Queenslanders go to the polls on Saturday in the closest state election in a quarter of a century, with a hung parliament the most likely outcome.
Incumbent Labor Premier Annastacia Palaszczuk is taking on Liberal National Party leader Deb Frecklington in a bid to lead Queensland for another four years.
Key issues dominating the campaign have included COVID-19 border closures, economic management and law and order.
Ms Palaszczuk is aiming for a third term and could become the first woman party leader in Australian history to win three elections.
Ms Frecklington is vying to become the third female conservative elected to lead an Australian government and the second conservative voted Queensland premier in 34 years.
The Labor leader has consistently drubbed her rival as preferred premier in the polls, but the major parties have been consistently neck-and-neck on a two-party preferred basis.
The government has targeted opposition seats in the state's southeast, while the LNP wants to unseat Labor MPs in the regions and outer Brisbane.
Griffith University political scientist Paul Williams says the major party primary votes are locked at 37 per cent each.

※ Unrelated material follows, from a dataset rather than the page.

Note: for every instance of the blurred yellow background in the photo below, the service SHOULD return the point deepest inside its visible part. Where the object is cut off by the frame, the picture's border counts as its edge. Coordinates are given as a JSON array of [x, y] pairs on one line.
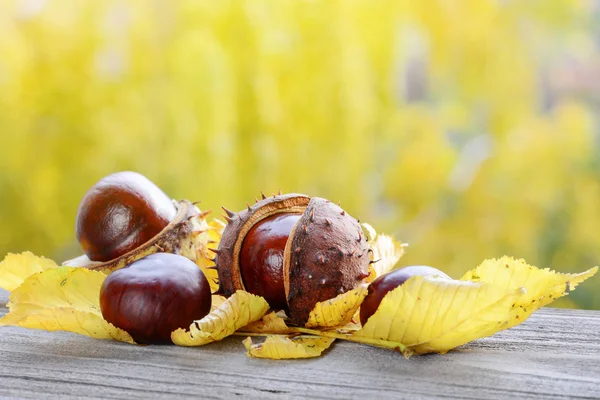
[[466, 128]]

He says crossbench MPs from Katter's Australian Party, the Greens and One Nation could decide the form of the next government.
"What can you say? I mean there's nothing more that can be said. It's too close," Dr Williams told AAP.
"No one could know with certainty. I mean it could be a couple hundred votes in it."
In recent days, both Labor and LNP staffers have told AAP they're preparing for a close result.
University of Queensland political scientist Glenn Kefford said neither side had a strong feeling they would be able to form a majority government.
It would be a challenge for the LNP to pick up the nine seats it needs for a majority, but Labor could form a minority government.
"Because of the really regionalised nature of what the swings are potentially going to look like, that's going to make it really hard to know how the major parties are going to be able to piece together a coalition to form government," Dr Kefford told AAP.
The campaign has been defined as a referendum on COVID-19 management and border closures, the economic recovery and crime-fighting in Townsville and Cairns.
"It's arithmetic: will the gratitude vote outnumber an angry cohort wanting change over border closures, economic damage to small business and perhaps law and order?" Dr Williams said.
"We just don't know."
The election has been almost presidential in style with both parties pitching their leaders as figureheads.
Ms Palaszczuk has an advantage because she has led Ms Frecklington as preferred premier in the polls since the beginning of the year.
Dr Williams said there's no overwhelming love for either Labor or the LNP in Queensland, but voters respect the current premier more.
"There doesn't seem to be respect across the board for Ms Frecklington," he said.
Dr Kefford said the LNP had worked hard to present Ms Frecklington as a visionary leader with an ambitious plan.
However, that may not be enough to convince voters to change the status quo during a pandemic.
"That's something that's been missing in the LNP campaign and maybe it's something that just could never actually materialise based on the feeling around the pandemic and the leadership that people perceive Palaszczuk to have shown," he said.
Dr Williams said a problem for the LNP was that voters did not see it as the natural party of government.
The conservatives have only won two elections since 1989 in Queensland.
Voters turned to the LNP as a protest vote against Wayne Goss's public sector reforms in 1995 and Anna Bligh's asset sales in 2012, Dr Williams said.
"The Queensland electorate needs a reason to protest to throw a government out," he said.
"Has that case been made? No, not to my mind."